Combination of ultrasound and ultraviolet-C irradiation on kinetics of color, firmness, weight loss, and total phenolic content changes in tomatoes during storage

A kinetic study was conducted to account for the changes occurring in color, firmness, weight loss, and total phenolic content of tomatoes subjected to combined ultrasound technology (40 kHz, 13.78 W/L) and ultraviolet-C radiation (639.37 µw/cm²) treatment for 28 min. Combined treatment delayed ripening, increased firmness, weight loss, and induced total phenolic content retention of tomatoes compared to untreated samples. The change in color parameters of hue angle and chroma was described using the fractional conversion and zero-order models, respectively.

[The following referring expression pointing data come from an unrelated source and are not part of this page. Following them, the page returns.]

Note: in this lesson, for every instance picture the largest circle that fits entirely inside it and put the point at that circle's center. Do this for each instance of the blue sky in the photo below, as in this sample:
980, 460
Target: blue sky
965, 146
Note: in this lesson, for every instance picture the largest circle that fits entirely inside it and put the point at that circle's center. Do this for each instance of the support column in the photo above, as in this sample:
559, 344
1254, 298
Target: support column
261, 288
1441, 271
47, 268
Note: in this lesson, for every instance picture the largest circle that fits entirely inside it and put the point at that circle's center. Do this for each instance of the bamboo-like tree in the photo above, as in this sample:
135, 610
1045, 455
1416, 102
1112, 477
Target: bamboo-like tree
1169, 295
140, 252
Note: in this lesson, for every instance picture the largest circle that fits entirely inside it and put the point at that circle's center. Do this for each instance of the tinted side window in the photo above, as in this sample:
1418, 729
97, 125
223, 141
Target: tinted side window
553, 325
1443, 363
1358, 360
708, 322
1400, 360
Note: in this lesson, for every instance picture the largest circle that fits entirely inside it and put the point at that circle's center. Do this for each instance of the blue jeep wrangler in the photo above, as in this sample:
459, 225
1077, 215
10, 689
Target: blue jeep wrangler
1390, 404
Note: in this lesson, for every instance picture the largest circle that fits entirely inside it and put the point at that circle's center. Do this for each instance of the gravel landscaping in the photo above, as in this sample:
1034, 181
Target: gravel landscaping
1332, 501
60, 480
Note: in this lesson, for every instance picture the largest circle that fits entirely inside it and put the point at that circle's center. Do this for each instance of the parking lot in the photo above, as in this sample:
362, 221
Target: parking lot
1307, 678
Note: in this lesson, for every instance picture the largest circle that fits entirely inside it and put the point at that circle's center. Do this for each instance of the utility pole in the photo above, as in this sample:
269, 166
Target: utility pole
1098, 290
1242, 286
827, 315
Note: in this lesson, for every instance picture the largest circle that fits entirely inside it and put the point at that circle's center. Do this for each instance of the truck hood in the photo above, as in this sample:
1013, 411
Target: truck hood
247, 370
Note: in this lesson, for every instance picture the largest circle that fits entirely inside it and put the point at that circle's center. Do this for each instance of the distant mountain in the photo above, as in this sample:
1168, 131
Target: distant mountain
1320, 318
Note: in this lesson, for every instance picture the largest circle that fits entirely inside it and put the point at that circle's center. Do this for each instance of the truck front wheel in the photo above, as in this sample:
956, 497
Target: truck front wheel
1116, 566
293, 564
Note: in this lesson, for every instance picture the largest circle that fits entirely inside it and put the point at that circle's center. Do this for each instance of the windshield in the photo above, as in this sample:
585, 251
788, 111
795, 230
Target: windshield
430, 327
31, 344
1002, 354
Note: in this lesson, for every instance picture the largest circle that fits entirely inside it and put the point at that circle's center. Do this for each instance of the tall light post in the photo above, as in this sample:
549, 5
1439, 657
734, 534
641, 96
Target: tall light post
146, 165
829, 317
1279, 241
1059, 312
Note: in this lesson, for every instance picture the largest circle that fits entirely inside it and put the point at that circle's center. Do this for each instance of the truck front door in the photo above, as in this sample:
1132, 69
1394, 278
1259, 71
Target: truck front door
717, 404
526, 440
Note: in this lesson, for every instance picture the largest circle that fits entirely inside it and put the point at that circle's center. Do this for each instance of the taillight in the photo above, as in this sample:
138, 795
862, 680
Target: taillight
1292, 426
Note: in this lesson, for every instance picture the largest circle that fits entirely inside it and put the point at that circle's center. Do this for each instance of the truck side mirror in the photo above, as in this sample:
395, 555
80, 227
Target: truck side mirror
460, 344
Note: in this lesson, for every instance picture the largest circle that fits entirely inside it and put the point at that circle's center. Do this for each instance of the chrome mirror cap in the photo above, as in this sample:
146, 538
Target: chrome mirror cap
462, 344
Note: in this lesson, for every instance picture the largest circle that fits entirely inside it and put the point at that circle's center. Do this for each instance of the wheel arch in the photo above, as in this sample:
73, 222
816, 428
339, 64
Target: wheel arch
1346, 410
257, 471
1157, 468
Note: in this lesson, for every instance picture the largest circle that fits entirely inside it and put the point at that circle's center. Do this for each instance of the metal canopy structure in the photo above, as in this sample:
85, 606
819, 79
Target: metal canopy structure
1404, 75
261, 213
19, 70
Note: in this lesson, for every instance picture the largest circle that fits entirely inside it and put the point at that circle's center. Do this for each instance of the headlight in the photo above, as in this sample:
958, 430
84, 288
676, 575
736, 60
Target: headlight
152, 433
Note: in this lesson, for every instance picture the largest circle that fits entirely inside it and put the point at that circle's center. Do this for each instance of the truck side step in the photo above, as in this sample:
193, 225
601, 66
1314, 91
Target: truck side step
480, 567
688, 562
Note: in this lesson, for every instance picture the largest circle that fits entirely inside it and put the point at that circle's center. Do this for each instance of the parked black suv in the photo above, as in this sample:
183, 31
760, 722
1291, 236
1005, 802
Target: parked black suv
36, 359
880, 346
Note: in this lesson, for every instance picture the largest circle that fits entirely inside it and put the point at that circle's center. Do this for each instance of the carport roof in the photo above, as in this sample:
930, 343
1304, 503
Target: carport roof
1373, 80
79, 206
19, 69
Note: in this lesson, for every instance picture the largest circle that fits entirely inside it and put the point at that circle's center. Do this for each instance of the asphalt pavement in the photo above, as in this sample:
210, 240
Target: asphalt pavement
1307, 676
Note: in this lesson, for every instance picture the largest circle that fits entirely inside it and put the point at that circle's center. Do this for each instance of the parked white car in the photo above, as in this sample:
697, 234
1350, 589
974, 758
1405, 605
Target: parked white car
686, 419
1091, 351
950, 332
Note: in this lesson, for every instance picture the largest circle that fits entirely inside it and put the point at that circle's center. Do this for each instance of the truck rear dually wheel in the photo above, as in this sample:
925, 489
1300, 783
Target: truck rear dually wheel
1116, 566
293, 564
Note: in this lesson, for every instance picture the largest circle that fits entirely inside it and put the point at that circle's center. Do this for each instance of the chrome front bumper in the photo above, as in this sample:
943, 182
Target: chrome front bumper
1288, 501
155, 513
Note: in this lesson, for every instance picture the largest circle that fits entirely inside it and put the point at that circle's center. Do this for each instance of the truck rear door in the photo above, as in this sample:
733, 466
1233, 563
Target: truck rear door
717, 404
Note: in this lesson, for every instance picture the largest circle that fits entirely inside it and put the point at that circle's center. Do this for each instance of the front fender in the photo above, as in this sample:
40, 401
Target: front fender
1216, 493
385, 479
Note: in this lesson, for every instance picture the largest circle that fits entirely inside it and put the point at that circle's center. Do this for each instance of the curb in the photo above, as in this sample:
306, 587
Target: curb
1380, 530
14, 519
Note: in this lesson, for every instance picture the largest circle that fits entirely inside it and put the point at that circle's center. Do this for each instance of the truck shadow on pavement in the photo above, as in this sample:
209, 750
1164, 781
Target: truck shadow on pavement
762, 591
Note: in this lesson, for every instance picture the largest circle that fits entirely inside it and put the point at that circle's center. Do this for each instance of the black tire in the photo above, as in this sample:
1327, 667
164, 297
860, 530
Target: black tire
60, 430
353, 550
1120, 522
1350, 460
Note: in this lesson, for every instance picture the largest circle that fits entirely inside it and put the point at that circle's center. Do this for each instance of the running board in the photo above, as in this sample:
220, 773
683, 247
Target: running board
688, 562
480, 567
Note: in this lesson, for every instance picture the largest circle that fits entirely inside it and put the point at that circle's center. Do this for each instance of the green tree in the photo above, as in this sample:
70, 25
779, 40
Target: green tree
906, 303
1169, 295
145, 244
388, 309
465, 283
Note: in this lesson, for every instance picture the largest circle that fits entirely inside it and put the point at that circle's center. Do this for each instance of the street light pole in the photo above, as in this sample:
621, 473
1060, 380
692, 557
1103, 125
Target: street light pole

Fractional conversion kinetic model was also found suitable for firmness degradation, while the zero-order and first-order models were appropriate for change in weight loss and total phenolic content retention prediction, respectively. Activation energy for measured parameters ranged from 121.29 to 199.70 kJ/mol at a temperature range of 33.76–37.12ºC, and showed highest sensitivity to treatment temperature in reduced ranking for firmness degradation, weight loss, total phenolic content retention, hue angle, and chroma.

Practical applications

The research provides a new method for postharvest handling of fruits and vegetables. The method utilizes ultrasound technology and ultraviolet-C radiation in combination and finds potential application in industries for shelf life extension during the storage, processing, and supply chain management of fruits and vegetables. However, the method may result in undesirable changes like weight loss, physical softening, or bioactive content degradation. Optimized parameters of the method are essential for loss minimizations and cost-effective practical applications. A thorough understanding of the influence of temperature of the system, treatment time, ultrasound acoustic energy density, and ultraviolet-C dosage on the quality properties of tomatoes and their change kinetics through fundamental approach modeling as presented in this research, is a step toward optimization of the technology.